I'm not sure if it's the fact that Sarah is dating Jack Sparrow, or that we long so for the sea that we just can't get the smell of salt water out of our noses, but we have set aside more regal courtly attire for pirate garb and we may never go back. No plaids for Highlands Weekend, no breath restricting corsets, we've traded them for tricorns and cutlasses. Why fight with skirts when you can have drop front breeches? Besides, pirates live to accessorize!
With belts and baldrics, boots and sash, flintlocks and cutlass, their is just no end to the ways in which a pirate can make her kit her own. And one can never have to much leather and buckles or feathers... But tis too true, we are naught but humble pirates!
Unfortunately, it looks as though our faire may well be about to embark on a voyage that may bring changes that don't suit us pirates. For more information on the bilge sucking scum, you can read this article. In protest, our scurvy crew may just set sail for other ports next season like New Orleans for Pyrate Con. It's going to prove a bit difficult to haul the ship overland till we hit open seas, but maybe we can enlist the help of Calypso...
I think this is all just great practice for our future. With global warming and the melting of the polar ice caps (the North Pole is predicted to completely melt this summer for the very first time) and the subsequent rise in ocean levels, we figure it won't be long before life could look a lot like Water World. Why not plan ahead and take up piracy? Imagine if you will, a vessel under full sail pulling up alongside a Carnival Cruise ship, and its swarthy crew of buccaneers climbing aboard. The passengers would think it was all part of the entertainment and gladly hand over their money, rings and watches. But the bilge rats (that's us) would take off with their plunder, leaving the shocked and now empty handed party goers alive but broke. High seas adventure with grog and open buffets. Sounds grand doesn't it lad?
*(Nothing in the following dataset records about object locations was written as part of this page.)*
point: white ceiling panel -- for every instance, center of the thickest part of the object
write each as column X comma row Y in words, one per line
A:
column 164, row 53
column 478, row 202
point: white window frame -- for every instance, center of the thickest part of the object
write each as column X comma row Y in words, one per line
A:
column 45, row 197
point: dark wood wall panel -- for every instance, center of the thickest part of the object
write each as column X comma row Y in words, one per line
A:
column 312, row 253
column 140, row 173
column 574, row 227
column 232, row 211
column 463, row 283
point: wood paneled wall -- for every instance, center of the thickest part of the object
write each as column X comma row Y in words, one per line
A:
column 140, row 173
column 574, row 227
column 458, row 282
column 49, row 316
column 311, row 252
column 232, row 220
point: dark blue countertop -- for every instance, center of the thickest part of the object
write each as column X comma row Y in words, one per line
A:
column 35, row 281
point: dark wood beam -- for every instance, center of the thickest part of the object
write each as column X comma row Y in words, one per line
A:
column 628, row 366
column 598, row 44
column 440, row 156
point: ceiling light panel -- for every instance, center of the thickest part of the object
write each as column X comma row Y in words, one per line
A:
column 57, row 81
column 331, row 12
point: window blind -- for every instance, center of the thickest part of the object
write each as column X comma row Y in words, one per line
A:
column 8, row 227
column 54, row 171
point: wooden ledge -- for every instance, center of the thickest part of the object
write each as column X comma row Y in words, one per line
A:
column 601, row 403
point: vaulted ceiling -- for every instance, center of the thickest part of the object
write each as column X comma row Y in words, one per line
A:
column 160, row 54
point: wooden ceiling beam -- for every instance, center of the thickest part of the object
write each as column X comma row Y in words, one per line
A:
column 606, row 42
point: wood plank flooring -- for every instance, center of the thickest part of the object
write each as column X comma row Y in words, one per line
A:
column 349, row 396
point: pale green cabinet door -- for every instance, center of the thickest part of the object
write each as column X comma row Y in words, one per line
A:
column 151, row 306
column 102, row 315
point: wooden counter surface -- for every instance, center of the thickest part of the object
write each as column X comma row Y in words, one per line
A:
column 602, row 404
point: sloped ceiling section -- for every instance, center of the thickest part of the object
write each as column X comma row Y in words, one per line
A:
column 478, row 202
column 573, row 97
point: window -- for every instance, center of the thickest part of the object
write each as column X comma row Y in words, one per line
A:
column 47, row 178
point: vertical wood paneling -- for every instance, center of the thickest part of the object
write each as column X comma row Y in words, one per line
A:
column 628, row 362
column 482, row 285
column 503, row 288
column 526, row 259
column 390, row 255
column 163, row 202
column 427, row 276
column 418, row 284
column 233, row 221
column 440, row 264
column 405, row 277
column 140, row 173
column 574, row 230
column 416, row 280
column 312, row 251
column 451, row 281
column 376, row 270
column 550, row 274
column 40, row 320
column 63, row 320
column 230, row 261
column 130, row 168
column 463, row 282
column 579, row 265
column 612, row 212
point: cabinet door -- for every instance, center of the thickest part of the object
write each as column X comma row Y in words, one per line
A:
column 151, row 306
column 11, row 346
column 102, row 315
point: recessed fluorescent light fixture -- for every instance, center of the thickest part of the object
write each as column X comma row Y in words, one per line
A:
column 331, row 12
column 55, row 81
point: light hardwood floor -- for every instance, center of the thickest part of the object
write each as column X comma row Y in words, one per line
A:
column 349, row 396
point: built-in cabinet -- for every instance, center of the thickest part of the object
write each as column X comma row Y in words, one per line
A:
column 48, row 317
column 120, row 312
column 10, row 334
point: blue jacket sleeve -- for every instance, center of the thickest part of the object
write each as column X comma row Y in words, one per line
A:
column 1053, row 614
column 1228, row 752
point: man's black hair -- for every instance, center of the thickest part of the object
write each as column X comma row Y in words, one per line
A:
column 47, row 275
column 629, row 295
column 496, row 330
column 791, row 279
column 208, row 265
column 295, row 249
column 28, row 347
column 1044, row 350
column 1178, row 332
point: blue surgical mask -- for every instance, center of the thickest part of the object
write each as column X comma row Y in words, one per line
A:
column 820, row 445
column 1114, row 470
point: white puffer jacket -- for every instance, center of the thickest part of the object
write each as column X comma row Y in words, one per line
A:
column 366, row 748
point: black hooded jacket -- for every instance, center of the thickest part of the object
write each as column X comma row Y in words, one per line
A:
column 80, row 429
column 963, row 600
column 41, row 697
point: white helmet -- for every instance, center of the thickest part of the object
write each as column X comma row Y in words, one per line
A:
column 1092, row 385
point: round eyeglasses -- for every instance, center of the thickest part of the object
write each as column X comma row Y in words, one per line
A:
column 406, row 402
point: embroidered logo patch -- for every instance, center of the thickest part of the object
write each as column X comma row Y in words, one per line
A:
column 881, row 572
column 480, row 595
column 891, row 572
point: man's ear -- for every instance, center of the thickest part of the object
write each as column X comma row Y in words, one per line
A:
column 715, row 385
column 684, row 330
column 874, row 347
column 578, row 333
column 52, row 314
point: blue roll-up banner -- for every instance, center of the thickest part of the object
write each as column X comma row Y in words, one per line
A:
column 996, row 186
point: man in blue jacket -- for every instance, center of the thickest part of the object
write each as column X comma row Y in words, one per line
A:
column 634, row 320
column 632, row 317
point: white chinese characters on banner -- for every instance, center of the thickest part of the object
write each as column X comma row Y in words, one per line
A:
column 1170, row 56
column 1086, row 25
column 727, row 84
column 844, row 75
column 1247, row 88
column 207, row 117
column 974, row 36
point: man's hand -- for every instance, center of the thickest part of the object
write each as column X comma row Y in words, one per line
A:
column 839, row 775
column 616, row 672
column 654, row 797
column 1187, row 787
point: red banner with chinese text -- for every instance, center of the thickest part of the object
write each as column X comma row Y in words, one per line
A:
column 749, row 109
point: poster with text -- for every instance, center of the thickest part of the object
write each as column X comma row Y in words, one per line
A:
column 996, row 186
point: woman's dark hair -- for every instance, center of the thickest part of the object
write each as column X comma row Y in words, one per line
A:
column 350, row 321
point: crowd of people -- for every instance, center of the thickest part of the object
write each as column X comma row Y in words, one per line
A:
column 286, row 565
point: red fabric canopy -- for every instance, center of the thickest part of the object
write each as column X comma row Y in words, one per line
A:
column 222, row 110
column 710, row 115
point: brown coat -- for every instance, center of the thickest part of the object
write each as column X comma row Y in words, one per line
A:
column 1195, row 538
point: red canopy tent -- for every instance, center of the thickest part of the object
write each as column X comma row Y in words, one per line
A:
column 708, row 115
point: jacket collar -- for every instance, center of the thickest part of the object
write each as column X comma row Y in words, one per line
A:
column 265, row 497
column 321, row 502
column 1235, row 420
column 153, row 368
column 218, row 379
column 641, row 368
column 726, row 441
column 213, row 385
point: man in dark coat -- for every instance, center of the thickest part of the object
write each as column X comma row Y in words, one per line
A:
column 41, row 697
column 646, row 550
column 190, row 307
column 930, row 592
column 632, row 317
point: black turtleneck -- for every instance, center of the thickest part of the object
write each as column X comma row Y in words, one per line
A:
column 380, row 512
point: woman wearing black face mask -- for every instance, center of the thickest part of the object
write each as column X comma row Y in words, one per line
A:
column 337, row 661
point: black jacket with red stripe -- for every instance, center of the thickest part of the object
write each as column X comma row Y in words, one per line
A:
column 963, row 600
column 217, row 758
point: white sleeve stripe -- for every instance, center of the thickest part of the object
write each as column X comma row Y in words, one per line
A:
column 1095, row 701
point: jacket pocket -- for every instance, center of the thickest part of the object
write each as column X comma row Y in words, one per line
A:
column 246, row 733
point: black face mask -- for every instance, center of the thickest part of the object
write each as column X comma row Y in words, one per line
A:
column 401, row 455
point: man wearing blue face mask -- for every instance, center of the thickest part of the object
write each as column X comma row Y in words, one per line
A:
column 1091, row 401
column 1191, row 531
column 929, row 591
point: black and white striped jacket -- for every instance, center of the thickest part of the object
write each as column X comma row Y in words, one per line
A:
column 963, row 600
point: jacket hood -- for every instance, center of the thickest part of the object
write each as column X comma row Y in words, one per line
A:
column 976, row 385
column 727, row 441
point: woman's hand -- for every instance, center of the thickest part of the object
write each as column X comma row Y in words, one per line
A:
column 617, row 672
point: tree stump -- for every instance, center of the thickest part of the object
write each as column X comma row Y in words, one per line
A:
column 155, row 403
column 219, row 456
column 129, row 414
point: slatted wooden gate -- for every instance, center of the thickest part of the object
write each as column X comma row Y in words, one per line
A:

Here's Beth's version of Elizabeth Swann, brandishing her Chinese sword and looking very sexy for a scallywag. Blimey! And who knows, with the world in such bad shape it could be we'd become privateers, letters of marque in hand, working for the government as it were. Aargh!
Sarah debuted a new look this year. Her pirate cast away, dressed in tattered clothes, complete with crab on a stick. She had a bag of sea creatures for the kids and had crabs and fish bones tucked in all kinds of unexpected places. She walked around sunburned and dazed, shouting I've got crabs to the crowd.
Hoist the Jolly Roger and weigh the anchor. It's time we left this port. Better were the days when mastery of seas came not from bargains struck with eldritch creatures... but from the sweat of a man's brow and the strength of his back alone. You all know this to be true!
(Sarah made this Jack Sparrow flag, complete with raveling edges, and it's double-sided.)